Make sure you have the following tools installed before working with the project:

- [**uv**](https://docs.astral.sh/uv/) → Python project and environment management
- [**make**](https://www.gnu.org/software/make/) → run common project tasks via the `Makefile`

### Getting Started

Install dependencies into a local virtual environment:

```bash
uv sync --all-groups
```

This will create a `.venv` folder and install everything declared in `pyproject.toml`.

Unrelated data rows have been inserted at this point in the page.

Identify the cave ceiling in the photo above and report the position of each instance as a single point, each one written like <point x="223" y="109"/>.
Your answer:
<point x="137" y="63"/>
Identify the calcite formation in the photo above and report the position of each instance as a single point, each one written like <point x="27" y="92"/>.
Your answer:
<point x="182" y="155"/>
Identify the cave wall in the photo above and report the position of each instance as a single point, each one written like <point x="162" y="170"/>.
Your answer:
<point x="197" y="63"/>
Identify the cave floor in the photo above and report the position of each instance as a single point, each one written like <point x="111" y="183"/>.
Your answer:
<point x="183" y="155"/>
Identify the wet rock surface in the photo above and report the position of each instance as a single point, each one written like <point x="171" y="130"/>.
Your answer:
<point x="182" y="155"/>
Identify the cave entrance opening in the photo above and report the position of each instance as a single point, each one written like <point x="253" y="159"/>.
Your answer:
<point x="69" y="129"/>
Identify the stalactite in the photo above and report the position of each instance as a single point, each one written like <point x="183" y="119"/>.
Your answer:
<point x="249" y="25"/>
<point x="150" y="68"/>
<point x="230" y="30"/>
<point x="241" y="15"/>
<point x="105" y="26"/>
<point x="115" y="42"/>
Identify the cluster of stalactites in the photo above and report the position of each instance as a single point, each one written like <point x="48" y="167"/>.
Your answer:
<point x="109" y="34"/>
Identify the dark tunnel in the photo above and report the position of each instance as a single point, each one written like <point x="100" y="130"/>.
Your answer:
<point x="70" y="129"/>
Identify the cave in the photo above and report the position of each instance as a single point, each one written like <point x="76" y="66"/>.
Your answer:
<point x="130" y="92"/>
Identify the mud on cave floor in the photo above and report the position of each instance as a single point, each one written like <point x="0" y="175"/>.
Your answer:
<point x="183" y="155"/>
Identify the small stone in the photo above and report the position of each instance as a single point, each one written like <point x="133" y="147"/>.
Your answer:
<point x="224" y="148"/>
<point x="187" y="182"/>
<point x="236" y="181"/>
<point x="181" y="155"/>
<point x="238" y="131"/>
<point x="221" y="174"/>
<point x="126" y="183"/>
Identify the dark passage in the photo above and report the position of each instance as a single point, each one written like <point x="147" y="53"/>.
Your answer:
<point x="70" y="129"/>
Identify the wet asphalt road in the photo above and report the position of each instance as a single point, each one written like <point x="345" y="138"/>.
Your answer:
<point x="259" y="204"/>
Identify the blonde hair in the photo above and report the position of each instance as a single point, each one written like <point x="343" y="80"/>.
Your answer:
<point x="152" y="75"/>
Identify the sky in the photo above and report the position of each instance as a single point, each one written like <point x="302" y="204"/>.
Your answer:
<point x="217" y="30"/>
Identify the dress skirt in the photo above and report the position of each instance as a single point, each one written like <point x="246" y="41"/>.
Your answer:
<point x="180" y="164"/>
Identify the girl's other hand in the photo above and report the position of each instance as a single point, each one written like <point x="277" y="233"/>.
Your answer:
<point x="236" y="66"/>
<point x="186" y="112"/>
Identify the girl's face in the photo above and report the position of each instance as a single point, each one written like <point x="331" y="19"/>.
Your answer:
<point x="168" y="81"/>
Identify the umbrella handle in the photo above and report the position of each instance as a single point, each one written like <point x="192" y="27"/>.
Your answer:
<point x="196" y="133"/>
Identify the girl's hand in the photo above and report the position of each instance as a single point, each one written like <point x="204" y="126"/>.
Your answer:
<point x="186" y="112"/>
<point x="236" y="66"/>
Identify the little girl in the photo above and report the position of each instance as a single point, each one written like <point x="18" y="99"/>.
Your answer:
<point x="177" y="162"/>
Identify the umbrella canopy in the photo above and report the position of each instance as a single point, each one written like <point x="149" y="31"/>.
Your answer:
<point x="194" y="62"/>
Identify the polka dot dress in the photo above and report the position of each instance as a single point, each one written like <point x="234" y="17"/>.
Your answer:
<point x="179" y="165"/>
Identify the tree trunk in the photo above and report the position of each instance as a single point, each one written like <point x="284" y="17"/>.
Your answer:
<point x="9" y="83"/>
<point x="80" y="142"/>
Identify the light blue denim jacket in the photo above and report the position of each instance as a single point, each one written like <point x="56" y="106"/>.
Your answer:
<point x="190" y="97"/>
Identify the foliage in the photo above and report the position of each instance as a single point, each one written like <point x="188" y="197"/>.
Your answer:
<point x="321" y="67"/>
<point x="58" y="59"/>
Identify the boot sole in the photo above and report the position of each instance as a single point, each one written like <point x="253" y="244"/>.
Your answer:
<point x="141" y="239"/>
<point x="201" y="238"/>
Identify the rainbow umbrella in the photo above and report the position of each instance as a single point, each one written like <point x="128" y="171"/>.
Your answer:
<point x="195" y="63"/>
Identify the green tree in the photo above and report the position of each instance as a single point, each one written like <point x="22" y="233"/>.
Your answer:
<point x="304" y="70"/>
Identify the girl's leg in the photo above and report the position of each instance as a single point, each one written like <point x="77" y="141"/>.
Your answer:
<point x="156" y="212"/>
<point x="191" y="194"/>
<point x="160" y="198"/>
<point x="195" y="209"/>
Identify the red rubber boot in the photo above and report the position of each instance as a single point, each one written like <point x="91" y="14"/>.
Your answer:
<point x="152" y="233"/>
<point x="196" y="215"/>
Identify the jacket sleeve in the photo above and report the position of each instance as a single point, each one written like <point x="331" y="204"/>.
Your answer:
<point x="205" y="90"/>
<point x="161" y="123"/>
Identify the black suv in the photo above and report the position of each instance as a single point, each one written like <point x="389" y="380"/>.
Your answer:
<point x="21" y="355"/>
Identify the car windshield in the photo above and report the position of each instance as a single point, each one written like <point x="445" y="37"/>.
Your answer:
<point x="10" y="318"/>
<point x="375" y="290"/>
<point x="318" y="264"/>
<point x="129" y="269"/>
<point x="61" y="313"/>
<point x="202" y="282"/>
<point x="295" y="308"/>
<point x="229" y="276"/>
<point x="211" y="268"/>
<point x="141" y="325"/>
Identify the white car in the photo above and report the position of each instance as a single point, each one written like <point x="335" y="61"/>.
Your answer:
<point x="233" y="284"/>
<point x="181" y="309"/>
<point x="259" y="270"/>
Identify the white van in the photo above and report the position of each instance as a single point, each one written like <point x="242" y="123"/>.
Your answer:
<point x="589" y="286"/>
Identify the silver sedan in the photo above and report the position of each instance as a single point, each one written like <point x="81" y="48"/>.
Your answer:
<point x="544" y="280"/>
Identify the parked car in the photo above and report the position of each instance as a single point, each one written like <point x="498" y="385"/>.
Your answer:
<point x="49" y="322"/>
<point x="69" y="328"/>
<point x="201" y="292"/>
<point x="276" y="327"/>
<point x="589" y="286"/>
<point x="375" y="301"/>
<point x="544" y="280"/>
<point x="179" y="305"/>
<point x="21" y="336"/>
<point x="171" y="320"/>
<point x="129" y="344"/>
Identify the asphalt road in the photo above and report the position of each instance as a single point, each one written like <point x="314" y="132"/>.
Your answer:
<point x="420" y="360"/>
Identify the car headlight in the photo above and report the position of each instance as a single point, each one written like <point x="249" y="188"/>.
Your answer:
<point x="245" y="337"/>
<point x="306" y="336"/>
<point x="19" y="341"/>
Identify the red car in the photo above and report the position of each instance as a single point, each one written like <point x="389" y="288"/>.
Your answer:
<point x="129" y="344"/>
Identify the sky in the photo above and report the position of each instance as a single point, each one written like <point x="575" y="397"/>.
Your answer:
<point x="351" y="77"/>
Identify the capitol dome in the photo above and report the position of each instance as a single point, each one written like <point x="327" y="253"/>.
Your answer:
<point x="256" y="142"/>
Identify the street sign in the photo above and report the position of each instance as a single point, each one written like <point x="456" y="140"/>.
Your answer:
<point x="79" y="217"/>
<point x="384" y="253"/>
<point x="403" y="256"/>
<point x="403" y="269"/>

Then, you can activate the environment manually depending on your shell/OS:

- **Linux / macOS (bash/zsh):**

  ```bash
  source .venv/bin/activate
  ```

- **Windows (PowerShell):**

  ```powershell
  .venv\Scripts\Activate.ps1
  ```

- **Windows (cmd.exe):**

  ```cmd
  .venv\Scripts\activate.bat
  ```

### Running

```bash
uv run dolce check path/to/your/code
```

### Linting, Formatting, and Type Checking

```bash
make qa
```

Runs **Ruff** for linting and formatting, and **Mypy** for type checking.

### Running Unit Tests

Before running tests, override any required environment variables in the `.env.test` file.

```bash
make test
```

Executes the test suite using **Pytest**.

### Building the Project

```bash
make build
```

Generates a distribution package inside the `dist/` directory.

### Cleaning Up

```bash
make clean
```

Removes build artifacts, caches, and temporary files to keep your project directory clean.

### Building docs

```bash
make docs
```

Generates the project documentation inside the `dist/docs` folder.

When building the project (`make build`) the docs will also be generated automatically and
included in the distribution package.

## 🤝 Contributing

Contributions are welcome!
Please ensure all QA checks and tests pass before opening a pull request.